England is currently in its third national lockdown and, according to current restrictions, it is legal for no more than 30 people to gather for a funeral. Government guidelines also encourage attendees to socially distance from one another if they are not from the same household.

It is therefore possible that the Queen, who received her second vaccine last month, her children and other relatives present will have to wear face masks to minimise any risk of spreading the virus.

World leaders and Commonwealth representatives, as well as foreign royals, former and current politicians and military chiefs, who would have originally been on the guest list, will no longer attend.

There will also be no lying in state for the duke, which involves thousands of members of the public queuing to view the coffin, and was last put into place for the death of the Queen Mother in 2002.

In charge of Philip’s funeral arrangements is the Lord Chamberlain Baron Parker of Minsmere, who oversees arrangements following a royal death and ensures everything is kept to a strict timetable and all goes to plan.

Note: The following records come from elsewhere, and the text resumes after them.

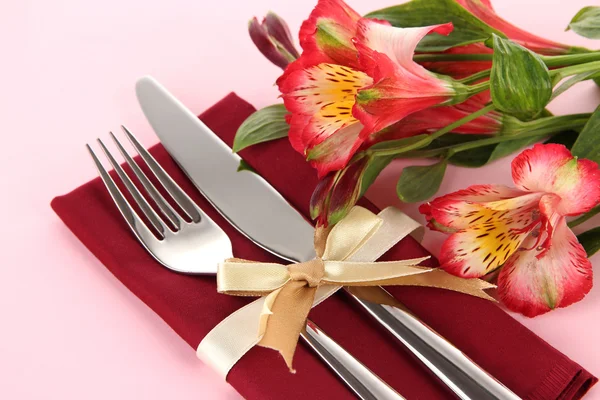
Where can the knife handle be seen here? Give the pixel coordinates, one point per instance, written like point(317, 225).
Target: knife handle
point(364, 383)
point(466, 379)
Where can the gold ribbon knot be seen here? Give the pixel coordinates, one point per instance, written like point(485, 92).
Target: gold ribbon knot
point(345, 257)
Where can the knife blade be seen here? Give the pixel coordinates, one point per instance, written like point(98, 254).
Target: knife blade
point(268, 220)
point(244, 198)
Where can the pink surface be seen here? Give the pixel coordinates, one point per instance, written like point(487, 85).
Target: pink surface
point(70, 330)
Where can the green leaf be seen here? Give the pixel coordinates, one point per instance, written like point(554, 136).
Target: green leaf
point(590, 241)
point(473, 158)
point(467, 27)
point(403, 145)
point(264, 125)
point(244, 166)
point(586, 22)
point(566, 138)
point(419, 183)
point(520, 82)
point(587, 144)
point(566, 85)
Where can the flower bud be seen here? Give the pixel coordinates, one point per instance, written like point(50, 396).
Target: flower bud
point(272, 37)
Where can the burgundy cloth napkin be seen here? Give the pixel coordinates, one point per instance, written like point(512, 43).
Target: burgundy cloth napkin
point(192, 307)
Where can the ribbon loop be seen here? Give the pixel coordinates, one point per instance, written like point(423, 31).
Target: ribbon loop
point(311, 271)
point(346, 256)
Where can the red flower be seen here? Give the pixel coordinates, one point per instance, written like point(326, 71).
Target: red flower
point(273, 39)
point(523, 230)
point(355, 77)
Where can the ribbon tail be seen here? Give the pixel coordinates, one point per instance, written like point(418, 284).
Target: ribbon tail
point(284, 318)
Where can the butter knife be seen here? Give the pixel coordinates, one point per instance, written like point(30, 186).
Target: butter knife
point(258, 211)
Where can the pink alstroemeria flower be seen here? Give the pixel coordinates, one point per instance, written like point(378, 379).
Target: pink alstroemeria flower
point(523, 230)
point(355, 77)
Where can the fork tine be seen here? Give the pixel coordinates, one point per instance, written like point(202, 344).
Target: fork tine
point(158, 198)
point(131, 217)
point(134, 191)
point(180, 197)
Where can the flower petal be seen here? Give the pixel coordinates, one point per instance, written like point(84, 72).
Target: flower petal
point(532, 285)
point(327, 33)
point(401, 86)
point(333, 153)
point(265, 43)
point(551, 168)
point(346, 190)
point(396, 45)
point(490, 234)
point(320, 99)
point(461, 69)
point(456, 210)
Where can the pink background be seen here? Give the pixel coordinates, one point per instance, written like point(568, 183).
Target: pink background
point(69, 329)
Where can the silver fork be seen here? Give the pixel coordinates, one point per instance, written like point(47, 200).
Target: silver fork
point(178, 242)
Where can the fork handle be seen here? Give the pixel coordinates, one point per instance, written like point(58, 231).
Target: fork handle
point(364, 383)
point(466, 379)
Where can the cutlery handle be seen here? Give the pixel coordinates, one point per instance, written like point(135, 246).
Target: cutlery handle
point(465, 378)
point(364, 383)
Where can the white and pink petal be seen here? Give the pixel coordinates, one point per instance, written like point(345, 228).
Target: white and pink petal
point(551, 168)
point(536, 281)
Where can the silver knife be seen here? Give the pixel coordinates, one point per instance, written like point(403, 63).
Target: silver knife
point(257, 210)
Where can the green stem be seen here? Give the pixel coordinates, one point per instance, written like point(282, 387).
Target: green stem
point(537, 128)
point(476, 77)
point(584, 217)
point(441, 57)
point(574, 70)
point(426, 141)
point(570, 59)
point(550, 61)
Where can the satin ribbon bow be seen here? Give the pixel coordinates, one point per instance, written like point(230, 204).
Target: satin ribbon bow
point(345, 257)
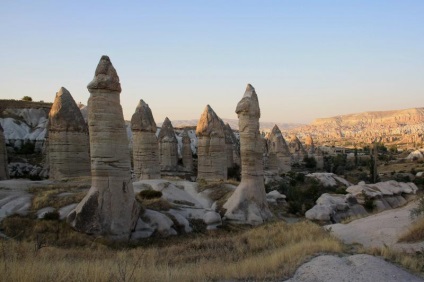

Baron Parker formerly headed up MI5 and took over his new role at the start of April.

Forth Bridge will be set in motion once it has been approved by the Queen, who, along with her children and grandchildren, will now enter a period of mourning for their patriarch, which could last up to several weeks.

Official engagements, most of which are presently online, can continue during this time, although most are postponed or cancelled, but it depends on the monarch’s wishes.

In non-pandemic times, social engagements would usually be cancelled, except those for charitable causes.

There are various types of mourning, but Royal – also known as Court – Mourning includes the royal family, royal households and the Queen's representatives in the UK and abroad wearing black and also using black-edged writing paper.

The monarch may instead opt for Family Mourning, which was observed after the Queen Mother’s death and is undertaken by the royal family and their households when they are in personal attendance.

Black-edged writing paper is not used in this instance, and Family Mourning is often shorter than Court Mourning.